THE ‘PARADOXICALLY impossible project’ of WG Sebald’s Austerlitz, critic James Wood has written, was that of ‘saving the dead’. Bearing imaginative witness to recent history and its victims is also the task that Raj Kamal Jha, ‘the novelist of the newsroom’, has set out to do in his own idiosyncratic manner.
The title of his fifth novel, The City and the Sea, brings to mind Kamila Shamsie’s In the City by the Sea and, before that, Anita Desai’s The Village by the Sea—but Jha’s novel is very unlike those in both form and content. As with his previous work, there is urban alienation, there is physical and mental squalor, and there are traumatic memories unearthed though interlinked tales. In this case, we’re plunged into a dark and disturbing universe that exists at an angle to the horrific Delhi gang rape of 2012.
‘The Sea’ of the title—with the letters ‘t’ and ‘s’ in capitals—is, as one of the characters explains, ‘around us, it’s all over and across the city, we are in it, it’s immense, it’s human, non-human.’ It ‘creeps up on you’, consisting of the ‘things we throw away, dead and disused, needless and hopeless.’ It’s undercover and it’s underground and, in a later passage, it’s ‘teeming with the lost and the forgotten, the dead and the missing.’ This is another city, then, brushing up against our own, as in China Miéville’s The City and the City, and it’s one we overlook at our peril.
In one of the narrative strands here, a child navigates through this concealed urban nightmare, accompanied by a companion who may or may not be a figment of the imagination. In another, a woman finds herself rather mysteriously in a hotel by the coast of the Baltic Sea and comes to terms with her present reality. (In a rare moment of whimsy, the hotel receptionist is called Herta Muller, the name of the novelist praised by the Nobel judges for depicting the ‘landscape of the dispossessed’ with ‘the concentration of poetry and the frankness of prose’.)

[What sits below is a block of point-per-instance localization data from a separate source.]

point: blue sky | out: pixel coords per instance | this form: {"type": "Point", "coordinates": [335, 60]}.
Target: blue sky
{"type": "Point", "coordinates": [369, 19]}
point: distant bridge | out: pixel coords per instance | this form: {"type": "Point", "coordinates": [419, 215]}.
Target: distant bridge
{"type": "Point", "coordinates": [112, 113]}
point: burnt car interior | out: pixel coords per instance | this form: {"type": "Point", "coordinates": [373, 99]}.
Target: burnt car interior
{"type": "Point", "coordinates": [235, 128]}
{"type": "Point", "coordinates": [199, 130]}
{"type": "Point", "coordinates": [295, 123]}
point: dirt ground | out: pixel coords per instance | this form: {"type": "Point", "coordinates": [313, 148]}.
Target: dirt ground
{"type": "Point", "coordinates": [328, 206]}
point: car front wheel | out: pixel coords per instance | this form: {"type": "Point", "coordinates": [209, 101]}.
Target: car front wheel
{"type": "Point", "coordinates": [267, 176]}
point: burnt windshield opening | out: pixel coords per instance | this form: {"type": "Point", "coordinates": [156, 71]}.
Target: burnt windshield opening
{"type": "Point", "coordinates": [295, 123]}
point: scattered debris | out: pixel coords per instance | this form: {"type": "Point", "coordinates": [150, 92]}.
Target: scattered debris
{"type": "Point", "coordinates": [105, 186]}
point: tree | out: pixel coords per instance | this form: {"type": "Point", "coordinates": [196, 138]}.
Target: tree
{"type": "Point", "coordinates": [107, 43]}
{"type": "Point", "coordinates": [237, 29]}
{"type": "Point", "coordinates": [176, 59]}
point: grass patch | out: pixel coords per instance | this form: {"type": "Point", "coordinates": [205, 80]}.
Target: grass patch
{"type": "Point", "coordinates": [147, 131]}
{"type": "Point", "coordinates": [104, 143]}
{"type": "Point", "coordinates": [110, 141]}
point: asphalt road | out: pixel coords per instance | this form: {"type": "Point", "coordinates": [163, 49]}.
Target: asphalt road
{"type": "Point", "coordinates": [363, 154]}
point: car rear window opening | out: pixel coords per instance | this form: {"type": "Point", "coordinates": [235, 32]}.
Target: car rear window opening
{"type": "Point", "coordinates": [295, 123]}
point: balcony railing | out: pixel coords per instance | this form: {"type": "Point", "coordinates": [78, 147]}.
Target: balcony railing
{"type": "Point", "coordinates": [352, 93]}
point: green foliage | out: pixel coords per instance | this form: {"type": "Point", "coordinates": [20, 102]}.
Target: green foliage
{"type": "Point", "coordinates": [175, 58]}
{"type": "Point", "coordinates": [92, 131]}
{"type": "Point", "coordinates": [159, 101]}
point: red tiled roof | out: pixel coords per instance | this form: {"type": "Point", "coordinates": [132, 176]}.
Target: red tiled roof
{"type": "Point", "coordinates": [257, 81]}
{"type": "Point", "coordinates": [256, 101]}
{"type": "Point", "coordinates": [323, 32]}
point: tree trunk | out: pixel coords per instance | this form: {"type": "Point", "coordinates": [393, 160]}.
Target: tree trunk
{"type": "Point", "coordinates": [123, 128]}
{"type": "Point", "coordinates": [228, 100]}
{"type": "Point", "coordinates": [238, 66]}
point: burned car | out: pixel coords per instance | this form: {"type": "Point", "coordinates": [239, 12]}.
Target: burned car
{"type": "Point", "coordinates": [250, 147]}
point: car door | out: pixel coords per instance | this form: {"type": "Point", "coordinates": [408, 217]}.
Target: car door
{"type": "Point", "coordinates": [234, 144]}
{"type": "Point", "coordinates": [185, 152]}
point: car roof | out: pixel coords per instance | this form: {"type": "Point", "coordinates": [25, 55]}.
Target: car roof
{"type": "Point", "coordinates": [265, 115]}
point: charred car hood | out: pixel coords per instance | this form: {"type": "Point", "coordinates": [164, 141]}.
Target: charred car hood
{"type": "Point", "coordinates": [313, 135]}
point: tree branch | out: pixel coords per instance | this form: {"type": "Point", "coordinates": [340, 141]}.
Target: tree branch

The connection between the woman and the child, and just how audacious an act of imagination the novel is, is made clear only when creation finally collides with reality. It’s a bold gambit, and it makes The City and the Sea rise above being a mere recapitulation of incidents.
It is to Jha’s credit that he doesn’t sensationalise the events he writes about. When he mentions iron rods, for example, or delves into the life of a juvenile who comes to the city to make a living and is sucked into a sickening vortex of violence, the chill that runs down our spines is because of a background we’re already aware of from newspaper reports.
It must be said though that the prose style, in aiming for the lyrical, can sometimes be overwrought, with multiple short paragraphs and emotions rising to the surface. Some passages to do with the woman in the hotel appear laboured: for example, ruminations on Yoko Ono’s art, or a song by Green Day (the title of which, naturally, is Boulevard of Broken Dreams).
The novel loses some of its emotional charge when it tries to universalise the Delhi tragedy by bringing in the victims of Sandy Hook and the plight of refugees in the Mediterranean. This seems unearned, not organically arising from what has come before. For the most part, though, it is a harrowing and fully- realised response to toxic events arising from urban decay.
Literature, Ezra Pound once said, is news that stays news. With The City and The Sea, Jha brings us a report from the inchoate world between literature and news, a space inhabited by shape-shifters that are suppressed by our rational, everyday selves.